The RH Record reported on May 29, 1909 – “Directors of the new First National Bank of Sharon have purchased the site on the corner of Shelby and York Streets. Plans submitted by M.G. Walker of Rock Hill were selected for a brick building. The National Showcase Company of Columbus George has the the contract for interior fixtures. The safe will be from Victor Safe and Lock Co., of Ohio.”
The RH Record reported on July 1, 1909 – “The old Burgess Store, which has long been an eye sore to the public, has been removed. The old site is to be used for the bank.”
The RH Record reported on July 8, 1909 – “A lot for the bank has been surveyed and ground will be broken today. Mr. Blair is the contractor. It also recorded that R.H.G. Caldwell will build a brick store next to the bank building.”

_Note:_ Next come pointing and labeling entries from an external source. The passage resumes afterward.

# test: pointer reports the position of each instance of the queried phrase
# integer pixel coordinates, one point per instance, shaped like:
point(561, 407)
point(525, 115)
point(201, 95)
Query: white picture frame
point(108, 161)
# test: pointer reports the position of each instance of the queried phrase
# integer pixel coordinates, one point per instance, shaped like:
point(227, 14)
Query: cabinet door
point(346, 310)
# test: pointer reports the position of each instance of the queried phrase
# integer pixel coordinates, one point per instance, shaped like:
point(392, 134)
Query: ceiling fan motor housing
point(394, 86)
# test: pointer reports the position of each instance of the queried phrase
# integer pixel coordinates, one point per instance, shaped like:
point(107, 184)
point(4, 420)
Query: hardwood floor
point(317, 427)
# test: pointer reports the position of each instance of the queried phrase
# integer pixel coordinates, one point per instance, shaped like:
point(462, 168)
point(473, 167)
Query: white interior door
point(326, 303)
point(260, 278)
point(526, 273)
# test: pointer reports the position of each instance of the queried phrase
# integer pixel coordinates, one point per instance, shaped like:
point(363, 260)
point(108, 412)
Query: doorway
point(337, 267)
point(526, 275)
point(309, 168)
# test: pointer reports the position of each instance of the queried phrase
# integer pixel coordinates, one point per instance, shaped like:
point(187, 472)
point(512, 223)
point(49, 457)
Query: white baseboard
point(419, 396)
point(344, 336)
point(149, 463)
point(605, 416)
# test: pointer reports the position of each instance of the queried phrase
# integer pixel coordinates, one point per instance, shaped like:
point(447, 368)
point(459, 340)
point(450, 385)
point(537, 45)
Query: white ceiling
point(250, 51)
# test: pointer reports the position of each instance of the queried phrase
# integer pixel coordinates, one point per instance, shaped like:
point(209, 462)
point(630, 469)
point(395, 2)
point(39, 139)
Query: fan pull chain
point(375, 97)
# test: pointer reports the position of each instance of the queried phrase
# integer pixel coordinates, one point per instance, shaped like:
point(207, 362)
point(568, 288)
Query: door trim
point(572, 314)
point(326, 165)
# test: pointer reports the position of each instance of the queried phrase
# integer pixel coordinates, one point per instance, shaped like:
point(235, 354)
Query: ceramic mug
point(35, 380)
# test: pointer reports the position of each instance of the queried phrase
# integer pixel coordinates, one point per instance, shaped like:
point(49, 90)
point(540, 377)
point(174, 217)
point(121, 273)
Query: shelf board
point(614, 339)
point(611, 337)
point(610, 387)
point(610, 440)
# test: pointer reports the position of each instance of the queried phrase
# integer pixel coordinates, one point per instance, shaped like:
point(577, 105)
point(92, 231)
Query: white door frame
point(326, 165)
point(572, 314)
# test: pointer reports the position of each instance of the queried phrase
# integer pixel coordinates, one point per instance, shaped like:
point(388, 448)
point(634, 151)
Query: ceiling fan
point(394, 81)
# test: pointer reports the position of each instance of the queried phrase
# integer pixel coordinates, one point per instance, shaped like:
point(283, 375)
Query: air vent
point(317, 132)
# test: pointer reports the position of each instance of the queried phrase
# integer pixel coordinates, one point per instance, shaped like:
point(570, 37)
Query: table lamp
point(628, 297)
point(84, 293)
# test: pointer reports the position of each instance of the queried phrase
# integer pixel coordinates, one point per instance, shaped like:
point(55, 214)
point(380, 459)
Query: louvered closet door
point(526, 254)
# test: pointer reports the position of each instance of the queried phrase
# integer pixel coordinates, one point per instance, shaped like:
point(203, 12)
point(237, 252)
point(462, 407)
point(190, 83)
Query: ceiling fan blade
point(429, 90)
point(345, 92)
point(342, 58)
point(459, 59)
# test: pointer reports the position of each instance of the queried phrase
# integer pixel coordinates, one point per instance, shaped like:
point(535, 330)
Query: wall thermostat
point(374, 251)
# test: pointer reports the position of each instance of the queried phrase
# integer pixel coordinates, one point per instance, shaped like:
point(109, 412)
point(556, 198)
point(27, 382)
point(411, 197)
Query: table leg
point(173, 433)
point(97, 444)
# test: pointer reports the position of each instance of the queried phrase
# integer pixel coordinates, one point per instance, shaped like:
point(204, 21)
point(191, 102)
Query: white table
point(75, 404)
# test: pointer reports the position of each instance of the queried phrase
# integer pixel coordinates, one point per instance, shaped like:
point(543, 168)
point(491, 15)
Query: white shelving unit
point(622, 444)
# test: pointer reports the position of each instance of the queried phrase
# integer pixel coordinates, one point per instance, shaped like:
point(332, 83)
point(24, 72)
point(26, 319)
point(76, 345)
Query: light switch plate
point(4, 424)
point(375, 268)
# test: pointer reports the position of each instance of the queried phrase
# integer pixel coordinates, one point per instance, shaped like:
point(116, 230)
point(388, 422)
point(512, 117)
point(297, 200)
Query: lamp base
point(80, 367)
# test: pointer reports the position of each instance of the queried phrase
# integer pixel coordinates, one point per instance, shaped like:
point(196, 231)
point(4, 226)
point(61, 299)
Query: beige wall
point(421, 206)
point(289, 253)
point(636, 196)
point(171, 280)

In 1911 Dr. Saye began looking for a man to replace A. M. Haddon of Rock Hill at the Sharon First National Bank that he had help to open in 1909. He turned to John Hartness who had been a Southern Rail Road agent, Western Union operator, and a Southern Express agent. Though Hartness had no formal education Saye believed he had “a lot of common horse sense.” Hartness accepted the position as Cashier (manager) and remained with the bank for the next forty years. In 1934 the American Banker ran an article on Harts entitled “Country Institution on Banking & Business School” mentioning that Hartness saying he had trained nineteen men and women in banking and business techniques. Some mentioned holding positions in banking and mercantile were Carl Plexico, Sarah Love, Samuel B. Pratt, Jr., John Wylie, Hannah Stephenson, Roy Byers, Augustus Cain, Edgar Ferguson, Joe Scott Hope and W. T. Sims. [Contribution by J.L. West]
The Sharon Downtown Historic District is a significant collection of commercial and industrial buildings which illustrate the development of the commercial core of the small community of Sharon since its beginnings in the late 1880s. The nine buildings contributing to the character of this historic district provide evidence of the establishment and growth of a small downtown through the various periods of the town’s development from 1888 through 1945. The district consists primarily of masonry commercial buildings built between 1908 and 1944 which historically housed a variety of businesses serving the developing town of Sharon in the first half of the twentieth century. The properties in the district, taken as a whole, possess architectural integrity and provide an important record of the development of commerce and industry in the community. Many of the district’s buildings are excellent examples of commercial buildings typical of small towns in the Piedmont of the late nineteenth and early twentieth centuries. Listed in the National Register November 2, 2001. [Courtesy of the S.C. Dept. of Archives and History]
It has been often reported that the Bank of Sharon is one of only a hand full of banks in South Carolina that did not close during the Great Depression of 1929.